On the contrary, when W has become smaller because of variance during preparation, the amplification ratio β becomes larger, but the drain current of JFET becomes smaller, whereby the collector current can be made constant.

As described above, the constitution shown in FIGS. 3A and 3B, and the circuit shown in FIG. 4 can make the collector current value of BPT constant, thereby removing substantially variance occurring during preparation, because the collector current value will not be changed depending on variance of W during preparation.

Also, in this example, since the channel formation region of JFET and the base of BPT as well as the gate of JFET and the collector of BPT were made common to each other, respectively, the constitution of the constant current circuit could be simplified, and also the occupied area of the circuit could be made smaller.

EFFECT

As described above in detail, according to the present invention, a constant current circuit with small occupied area within the integrated circuit as well as good precision can be provided.

Therefore, according to the present invention, an analog integrated circuit with small chip size and high reliability can be provided.

Claims

1. A constant current circuit comprising:

a junction type field effect transistor comprising a channel forming region; and

a bipolar transistor comprising a base region, said channel forming region and said base region being common to each other.

2. A constant current circuit according to claim 1, wherein said junction type field effect transistor and said bipolar transistor are formed in a common region surrounded by an isolation region.

3. A constant current circuit according to claim 1, wherein said junction type field effect transistor further comprises a gate region, wherein said bipolar transistor further comprises a collector region, and wherein said gate region and said collector region are common to each other.

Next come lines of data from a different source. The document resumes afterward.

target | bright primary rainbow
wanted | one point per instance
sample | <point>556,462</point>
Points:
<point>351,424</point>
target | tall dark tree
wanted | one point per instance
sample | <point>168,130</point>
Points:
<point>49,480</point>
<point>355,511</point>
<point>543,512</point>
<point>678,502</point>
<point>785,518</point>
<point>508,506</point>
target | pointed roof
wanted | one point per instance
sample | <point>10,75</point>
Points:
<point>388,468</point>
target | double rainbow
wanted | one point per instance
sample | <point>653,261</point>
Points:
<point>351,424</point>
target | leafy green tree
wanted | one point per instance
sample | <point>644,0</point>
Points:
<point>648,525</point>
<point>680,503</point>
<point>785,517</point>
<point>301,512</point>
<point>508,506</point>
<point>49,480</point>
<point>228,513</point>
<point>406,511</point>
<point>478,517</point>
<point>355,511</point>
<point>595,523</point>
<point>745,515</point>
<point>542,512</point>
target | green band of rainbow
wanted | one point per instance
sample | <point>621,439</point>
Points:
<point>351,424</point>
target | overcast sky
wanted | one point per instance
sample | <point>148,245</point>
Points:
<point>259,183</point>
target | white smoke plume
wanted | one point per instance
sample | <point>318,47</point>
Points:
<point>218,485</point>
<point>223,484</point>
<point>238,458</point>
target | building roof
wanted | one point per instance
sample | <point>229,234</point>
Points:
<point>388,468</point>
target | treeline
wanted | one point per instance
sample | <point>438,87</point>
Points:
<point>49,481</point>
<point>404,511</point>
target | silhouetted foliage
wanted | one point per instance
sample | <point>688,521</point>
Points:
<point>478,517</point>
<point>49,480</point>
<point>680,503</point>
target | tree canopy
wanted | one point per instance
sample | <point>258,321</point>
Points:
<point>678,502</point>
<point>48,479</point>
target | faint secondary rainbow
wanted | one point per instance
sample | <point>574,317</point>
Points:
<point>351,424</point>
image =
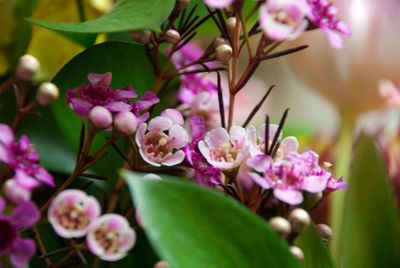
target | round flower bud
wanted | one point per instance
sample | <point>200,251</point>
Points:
<point>47,93</point>
<point>125,123</point>
<point>142,36</point>
<point>172,36</point>
<point>280,225</point>
<point>161,264</point>
<point>27,67</point>
<point>299,219</point>
<point>297,253</point>
<point>223,53</point>
<point>325,231</point>
<point>100,117</point>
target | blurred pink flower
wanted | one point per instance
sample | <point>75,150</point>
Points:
<point>110,237</point>
<point>161,141</point>
<point>71,213</point>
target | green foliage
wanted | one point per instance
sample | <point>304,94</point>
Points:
<point>194,227</point>
<point>370,235</point>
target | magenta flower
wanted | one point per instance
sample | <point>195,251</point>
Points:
<point>224,150</point>
<point>289,176</point>
<point>99,93</point>
<point>18,250</point>
<point>71,213</point>
<point>161,141</point>
<point>205,174</point>
<point>284,19</point>
<point>257,141</point>
<point>110,237</point>
<point>23,159</point>
<point>322,14</point>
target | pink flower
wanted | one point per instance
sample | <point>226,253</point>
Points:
<point>71,213</point>
<point>99,93</point>
<point>284,19</point>
<point>257,141</point>
<point>19,250</point>
<point>322,14</point>
<point>161,141</point>
<point>23,159</point>
<point>390,92</point>
<point>224,150</point>
<point>110,237</point>
<point>289,176</point>
<point>218,3</point>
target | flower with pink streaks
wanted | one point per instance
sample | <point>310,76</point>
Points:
<point>224,150</point>
<point>205,174</point>
<point>322,15</point>
<point>289,176</point>
<point>23,159</point>
<point>18,250</point>
<point>284,19</point>
<point>162,140</point>
<point>110,237</point>
<point>71,213</point>
<point>257,141</point>
<point>99,93</point>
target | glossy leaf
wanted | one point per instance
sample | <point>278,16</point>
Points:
<point>195,227</point>
<point>370,235</point>
<point>127,15</point>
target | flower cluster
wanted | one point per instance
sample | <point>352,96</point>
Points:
<point>74,214</point>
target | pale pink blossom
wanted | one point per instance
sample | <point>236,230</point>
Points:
<point>110,237</point>
<point>72,212</point>
<point>284,19</point>
<point>224,150</point>
<point>161,141</point>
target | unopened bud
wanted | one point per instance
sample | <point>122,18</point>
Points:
<point>125,123</point>
<point>47,93</point>
<point>161,264</point>
<point>181,5</point>
<point>100,117</point>
<point>297,253</point>
<point>223,53</point>
<point>280,225</point>
<point>143,36</point>
<point>299,219</point>
<point>27,67</point>
<point>172,36</point>
<point>15,192</point>
<point>231,24</point>
<point>326,232</point>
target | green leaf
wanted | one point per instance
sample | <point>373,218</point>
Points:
<point>315,252</point>
<point>370,235</point>
<point>127,15</point>
<point>195,227</point>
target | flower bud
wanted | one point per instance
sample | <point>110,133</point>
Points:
<point>143,36</point>
<point>181,5</point>
<point>172,36</point>
<point>125,123</point>
<point>15,192</point>
<point>297,253</point>
<point>47,93</point>
<point>280,225</point>
<point>100,117</point>
<point>27,67</point>
<point>161,264</point>
<point>223,53</point>
<point>299,219</point>
<point>325,231</point>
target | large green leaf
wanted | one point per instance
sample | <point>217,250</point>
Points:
<point>195,227</point>
<point>127,15</point>
<point>370,235</point>
<point>315,252</point>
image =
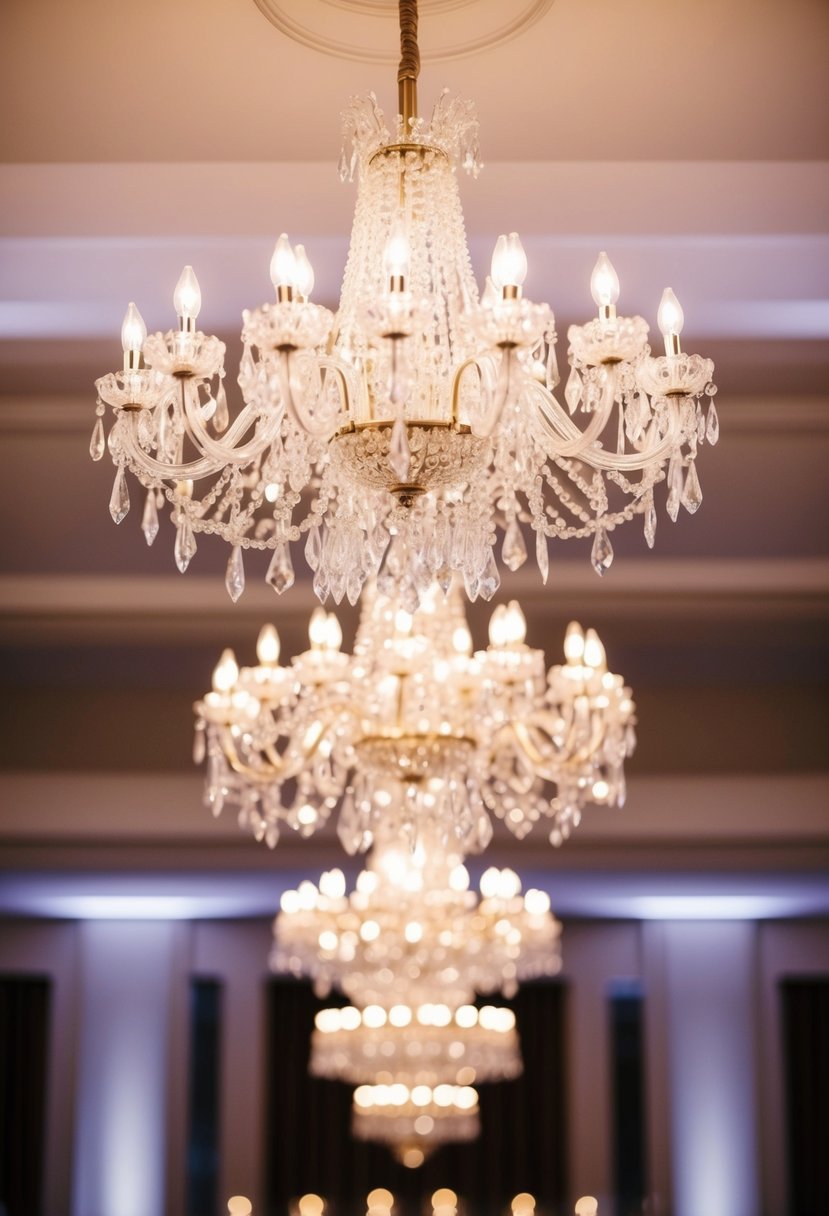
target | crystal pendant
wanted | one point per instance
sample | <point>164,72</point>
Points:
<point>490,579</point>
<point>541,555</point>
<point>602,552</point>
<point>235,574</point>
<point>650,523</point>
<point>314,547</point>
<point>185,544</point>
<point>573,390</point>
<point>97,443</point>
<point>400,457</point>
<point>513,550</point>
<point>280,573</point>
<point>221,417</point>
<point>150,518</point>
<point>119,499</point>
<point>692,494</point>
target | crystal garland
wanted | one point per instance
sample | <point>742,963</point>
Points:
<point>413,934</point>
<point>415,732</point>
<point>404,433</point>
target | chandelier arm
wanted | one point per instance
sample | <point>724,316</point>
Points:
<point>577,440</point>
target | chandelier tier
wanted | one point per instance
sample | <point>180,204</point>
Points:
<point>413,934</point>
<point>413,732</point>
<point>405,432</point>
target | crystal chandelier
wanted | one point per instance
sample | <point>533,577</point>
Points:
<point>415,732</point>
<point>412,933</point>
<point>406,431</point>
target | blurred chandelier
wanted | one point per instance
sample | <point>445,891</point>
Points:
<point>413,733</point>
<point>412,933</point>
<point>405,431</point>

4. A circuit device comprising:

a bipolar transistor comprising,

a collector region of a first conductivity type,

a base region of a second conductivity type opposite to the first conductivity type, and

an emitter region of the first conductivity type; and

a junction type field effect transistor comprising,

a gate region of the first conductivity type electrically connected to said collector region,

a source region, and

a drain region of the second conductivity type, wherein said source region and said drain region are provided in contact with said base region of said bipolar transistor, and wherein said gate region is disposed between said drain region and said source region.

5. A circuit device according to claim 4, wherein said bipolar transistor comprises a high resistance region of the first conductivity type disposed between said base region and said collector region.

6. A circuit device according to claim 4, wherein said collector region of said bipolar transistor and said gate region of said junction type field effect transistor are disposed in continuous regions of a same conductivity type.

7. A circuit device according to claim 4, wherein said first conductivity type is n type.

8. A circuit device according to claim 4, wherein said first conductivity type is p type.

9. A circuit device according to claim 4, wherein at least one of said source region and said drain region is a contact region for said base region of said bipolar transistor.